Sharpless'ın da aralarında bulunduğu araştırmacılara söylendiği gibi, birçok yaygın tanım arasında, insanlar bir patlama veya bomba duyuyor; bir kapı çarpılıyor; duvara çarpan bir şey; ateşli silah veya havai fişek; birbirine çarpan metal tavalar; bir çığlık; dalgalar çarpışıyor; yıldırım; "muazzam bir kükreme"; arabalar geçiyor…

Sharpless, "Senfonileri duymuyorsunuz, anlaşılır konuşmaları duymuyorsunuz, büyük, çok yüksek sesler duyuyorsunuz" dedi. Duyduğu en iyi tanımın, durumu "Kurnaz Coyote'un Road Runner'a piyano düşürmeye çalışması" olarak tanımlayan bir hasta olduğunu söylüyor.

EHS ilk kez 1876'da Philadelphia'lı nörolog Silas Weir Mitchell tarafından adlandırıldı ve keşfedildi; kendisi "silah sesleri" ve "tabancalar" duyan hastalar hakkında yazmıştı. Bu fenomeni "duyusal şok" olarak adlandırdı. 1980'lerde nörolog JMS Pearce bunu EHS olarak değiştirdi. Sharpless ve meslektaşı, King's College London'dan sinir bilimci Peter Goadsby, adın "epizodik kraniyal duyusal şok" olarak değiştirilmesi için bastırıyor.

1989 yılında EHS'ye adını veren Pearce, "ilgili geçmiş hastalıklara dair çok az kanıt olduğunu ve başka hiçbir CNS merkezi sinir sistemi hastalığı olmadığını" bildirerek şunları ekledi:

"Tamamen iyi huylu ve oldukça yaygın olduğundan şüpheleniyorum, ancak eksik rapor ediliyor."

Sharpless ve diğer araştırmacıların da otuz yıl sonra vardıkları sonuca göre, "Bomba benzeri sese neyin sebep olduğu bir sır olarak kalıyor" diye yazdı Peace.
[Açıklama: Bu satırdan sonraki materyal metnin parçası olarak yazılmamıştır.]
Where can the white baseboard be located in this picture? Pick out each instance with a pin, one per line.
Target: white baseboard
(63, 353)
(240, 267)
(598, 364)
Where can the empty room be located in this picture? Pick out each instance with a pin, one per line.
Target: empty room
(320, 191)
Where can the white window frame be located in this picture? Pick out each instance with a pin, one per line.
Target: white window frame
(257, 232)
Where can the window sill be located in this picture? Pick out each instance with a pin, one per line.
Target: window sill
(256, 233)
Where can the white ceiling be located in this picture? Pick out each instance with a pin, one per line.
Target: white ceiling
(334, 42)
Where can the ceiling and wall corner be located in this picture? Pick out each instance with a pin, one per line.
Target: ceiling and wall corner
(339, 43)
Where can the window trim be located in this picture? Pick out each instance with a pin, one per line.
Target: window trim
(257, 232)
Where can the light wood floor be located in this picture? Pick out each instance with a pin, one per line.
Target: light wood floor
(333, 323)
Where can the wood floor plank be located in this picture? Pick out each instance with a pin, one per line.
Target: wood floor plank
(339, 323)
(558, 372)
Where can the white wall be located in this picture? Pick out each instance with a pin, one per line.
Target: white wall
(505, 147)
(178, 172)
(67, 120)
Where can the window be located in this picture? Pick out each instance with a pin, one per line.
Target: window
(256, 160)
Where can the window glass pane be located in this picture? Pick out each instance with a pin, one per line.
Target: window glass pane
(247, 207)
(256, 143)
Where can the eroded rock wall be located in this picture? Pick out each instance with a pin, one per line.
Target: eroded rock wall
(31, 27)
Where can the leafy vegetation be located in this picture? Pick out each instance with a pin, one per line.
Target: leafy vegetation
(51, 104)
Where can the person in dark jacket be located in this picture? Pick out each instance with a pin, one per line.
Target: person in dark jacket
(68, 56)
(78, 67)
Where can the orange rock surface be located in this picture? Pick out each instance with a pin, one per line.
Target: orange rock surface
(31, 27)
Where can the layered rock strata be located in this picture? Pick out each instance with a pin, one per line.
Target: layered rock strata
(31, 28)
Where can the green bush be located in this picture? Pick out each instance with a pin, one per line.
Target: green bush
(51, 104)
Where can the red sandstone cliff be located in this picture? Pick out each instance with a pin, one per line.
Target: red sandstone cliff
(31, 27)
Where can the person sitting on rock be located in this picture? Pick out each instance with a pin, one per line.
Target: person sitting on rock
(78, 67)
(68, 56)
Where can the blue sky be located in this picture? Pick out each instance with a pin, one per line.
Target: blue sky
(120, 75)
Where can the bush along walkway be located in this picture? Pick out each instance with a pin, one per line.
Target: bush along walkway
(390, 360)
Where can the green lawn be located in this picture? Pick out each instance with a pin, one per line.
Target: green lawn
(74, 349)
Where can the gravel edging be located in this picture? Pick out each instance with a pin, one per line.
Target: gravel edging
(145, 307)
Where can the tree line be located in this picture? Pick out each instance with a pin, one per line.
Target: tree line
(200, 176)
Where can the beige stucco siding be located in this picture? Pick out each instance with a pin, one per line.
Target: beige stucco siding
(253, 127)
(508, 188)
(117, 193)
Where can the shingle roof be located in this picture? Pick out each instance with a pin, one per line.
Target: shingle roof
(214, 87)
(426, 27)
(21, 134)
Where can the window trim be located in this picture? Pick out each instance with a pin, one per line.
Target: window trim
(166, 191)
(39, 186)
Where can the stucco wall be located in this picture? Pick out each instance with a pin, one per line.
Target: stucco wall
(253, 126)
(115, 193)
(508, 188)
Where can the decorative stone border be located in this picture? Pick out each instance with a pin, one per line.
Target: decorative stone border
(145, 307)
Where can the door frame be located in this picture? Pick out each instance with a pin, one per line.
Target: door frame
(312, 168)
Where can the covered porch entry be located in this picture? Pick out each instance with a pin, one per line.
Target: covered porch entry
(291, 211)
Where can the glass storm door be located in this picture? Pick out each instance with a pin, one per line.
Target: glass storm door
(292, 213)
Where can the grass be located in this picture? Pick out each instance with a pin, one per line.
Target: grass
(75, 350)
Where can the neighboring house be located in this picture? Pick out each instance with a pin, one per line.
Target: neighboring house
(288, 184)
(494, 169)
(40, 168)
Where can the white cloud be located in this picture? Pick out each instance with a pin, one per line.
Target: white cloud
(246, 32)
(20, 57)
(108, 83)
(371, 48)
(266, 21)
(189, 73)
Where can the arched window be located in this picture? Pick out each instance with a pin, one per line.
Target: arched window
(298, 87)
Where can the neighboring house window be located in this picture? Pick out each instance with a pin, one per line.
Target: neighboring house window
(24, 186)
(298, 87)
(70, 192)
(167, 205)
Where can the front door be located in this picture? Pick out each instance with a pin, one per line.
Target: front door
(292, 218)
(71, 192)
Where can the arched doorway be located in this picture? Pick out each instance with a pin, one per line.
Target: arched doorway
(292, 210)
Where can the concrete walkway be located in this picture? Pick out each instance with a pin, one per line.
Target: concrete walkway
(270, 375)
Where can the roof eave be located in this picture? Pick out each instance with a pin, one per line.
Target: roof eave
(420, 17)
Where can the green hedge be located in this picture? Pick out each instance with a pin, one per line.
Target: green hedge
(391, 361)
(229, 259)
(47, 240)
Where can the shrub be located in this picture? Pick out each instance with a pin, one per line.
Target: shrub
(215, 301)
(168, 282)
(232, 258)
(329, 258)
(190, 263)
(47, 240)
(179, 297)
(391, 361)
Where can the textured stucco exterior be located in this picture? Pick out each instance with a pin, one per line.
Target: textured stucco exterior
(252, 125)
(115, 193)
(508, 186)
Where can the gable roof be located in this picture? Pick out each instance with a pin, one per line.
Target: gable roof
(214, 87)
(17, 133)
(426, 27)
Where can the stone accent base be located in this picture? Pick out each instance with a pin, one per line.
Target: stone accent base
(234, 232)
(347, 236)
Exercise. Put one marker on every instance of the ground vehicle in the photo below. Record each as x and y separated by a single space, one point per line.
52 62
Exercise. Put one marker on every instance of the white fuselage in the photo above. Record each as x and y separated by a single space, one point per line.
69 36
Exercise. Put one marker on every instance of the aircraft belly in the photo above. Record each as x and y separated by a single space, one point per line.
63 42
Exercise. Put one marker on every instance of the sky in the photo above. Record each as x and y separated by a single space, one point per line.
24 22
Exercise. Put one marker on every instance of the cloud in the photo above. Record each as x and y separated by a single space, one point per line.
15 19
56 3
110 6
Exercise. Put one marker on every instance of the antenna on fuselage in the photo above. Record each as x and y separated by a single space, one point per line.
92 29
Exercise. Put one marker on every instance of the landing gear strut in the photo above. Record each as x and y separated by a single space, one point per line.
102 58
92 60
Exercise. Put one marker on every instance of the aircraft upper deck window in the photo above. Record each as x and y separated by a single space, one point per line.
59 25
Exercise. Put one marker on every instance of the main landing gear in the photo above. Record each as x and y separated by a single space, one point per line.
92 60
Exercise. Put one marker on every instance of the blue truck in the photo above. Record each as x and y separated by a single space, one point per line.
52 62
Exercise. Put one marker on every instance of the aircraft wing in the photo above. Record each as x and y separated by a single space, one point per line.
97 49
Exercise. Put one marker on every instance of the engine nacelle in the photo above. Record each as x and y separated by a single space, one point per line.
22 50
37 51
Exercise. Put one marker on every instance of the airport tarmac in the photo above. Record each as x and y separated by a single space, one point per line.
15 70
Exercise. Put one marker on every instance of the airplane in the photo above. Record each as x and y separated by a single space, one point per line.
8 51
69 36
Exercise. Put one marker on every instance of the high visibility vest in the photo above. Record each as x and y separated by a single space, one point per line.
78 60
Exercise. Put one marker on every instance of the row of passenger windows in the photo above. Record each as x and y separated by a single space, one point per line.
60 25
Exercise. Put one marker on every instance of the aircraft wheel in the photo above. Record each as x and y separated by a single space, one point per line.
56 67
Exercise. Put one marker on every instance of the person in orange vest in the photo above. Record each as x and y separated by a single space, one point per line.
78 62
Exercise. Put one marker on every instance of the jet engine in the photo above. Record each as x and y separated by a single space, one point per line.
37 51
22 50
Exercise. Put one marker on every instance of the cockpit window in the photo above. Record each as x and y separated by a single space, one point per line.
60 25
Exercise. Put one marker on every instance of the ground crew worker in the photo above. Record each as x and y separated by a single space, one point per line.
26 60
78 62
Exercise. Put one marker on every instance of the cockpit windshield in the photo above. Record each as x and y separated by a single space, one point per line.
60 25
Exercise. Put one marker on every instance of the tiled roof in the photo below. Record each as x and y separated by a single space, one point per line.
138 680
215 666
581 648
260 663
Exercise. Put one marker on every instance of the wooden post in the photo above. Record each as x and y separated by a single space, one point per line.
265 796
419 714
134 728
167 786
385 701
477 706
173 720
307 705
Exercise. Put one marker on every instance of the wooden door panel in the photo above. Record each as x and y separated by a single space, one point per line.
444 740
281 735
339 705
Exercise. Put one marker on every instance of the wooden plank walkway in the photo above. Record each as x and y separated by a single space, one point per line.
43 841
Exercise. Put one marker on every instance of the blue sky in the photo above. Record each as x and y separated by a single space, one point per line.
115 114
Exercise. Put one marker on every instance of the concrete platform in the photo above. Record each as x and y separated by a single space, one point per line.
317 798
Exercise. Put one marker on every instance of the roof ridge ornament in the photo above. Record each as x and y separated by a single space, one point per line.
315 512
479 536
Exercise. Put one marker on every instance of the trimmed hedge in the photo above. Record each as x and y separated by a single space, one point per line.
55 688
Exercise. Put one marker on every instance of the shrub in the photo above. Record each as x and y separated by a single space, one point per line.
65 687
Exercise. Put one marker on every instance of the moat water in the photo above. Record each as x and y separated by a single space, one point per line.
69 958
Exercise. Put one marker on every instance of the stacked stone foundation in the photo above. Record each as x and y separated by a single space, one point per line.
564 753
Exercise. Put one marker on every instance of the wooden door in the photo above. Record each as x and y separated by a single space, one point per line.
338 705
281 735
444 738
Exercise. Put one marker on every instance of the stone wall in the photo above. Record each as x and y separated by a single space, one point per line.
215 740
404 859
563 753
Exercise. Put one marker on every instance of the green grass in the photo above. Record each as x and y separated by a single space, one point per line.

2005 yılında Amerikan Uyku Tıbbı Akademisi tarafından bir uyku bozukluğu olarak sınıflandırılan bugüne kadar yapılan az sayıdaki çalışma, 50 yaşın üzerindeki kadınların EHS'ye daha yatkın olduğuna dair daha önceki klinik iddiaları çürütmüştür. Bugünkü veriler, vakaların erkekler ve kadınlar arasında neredeyse eşit olarak bölündüğünü gösteriyor. Sharpless tarafından yazılan Washington Eyalet Üniversitesi'nde yapılan bir araştırmada, üniversite öğrencilerinin yüzde 13'ünden fazlası en az bir bölüm bildirdi.

EHS 1800'lerin ortasından bu yana "adlandırılmış" olsa da, bir istisna dışında daha önceki olayların kayıtları eksik. 2018 tarihli bir makale, 17. yüzyıl filozofu Rene Descartes'ın "Hayatta hangi yolu izlemeliyim?" sorusunun yanıtlanmasına yardımcı olduğunu söylediği iki rüya arasında kafa patlaması yaşadığını ileri sürdü.

Gazete, "Zararsız olmasına rağmen, etkilenenlerin anlaşılır bir şekilde bunun ciddi bir beyin rahatsızlığının işareti olabileceğinden endişe duyduklarını" belirtti ve “yargılanmaları veya kendilerine inanılmaması durumunda genellikle deneyimleri hakkında konuşmaktan çok utanıyorlar." dedi.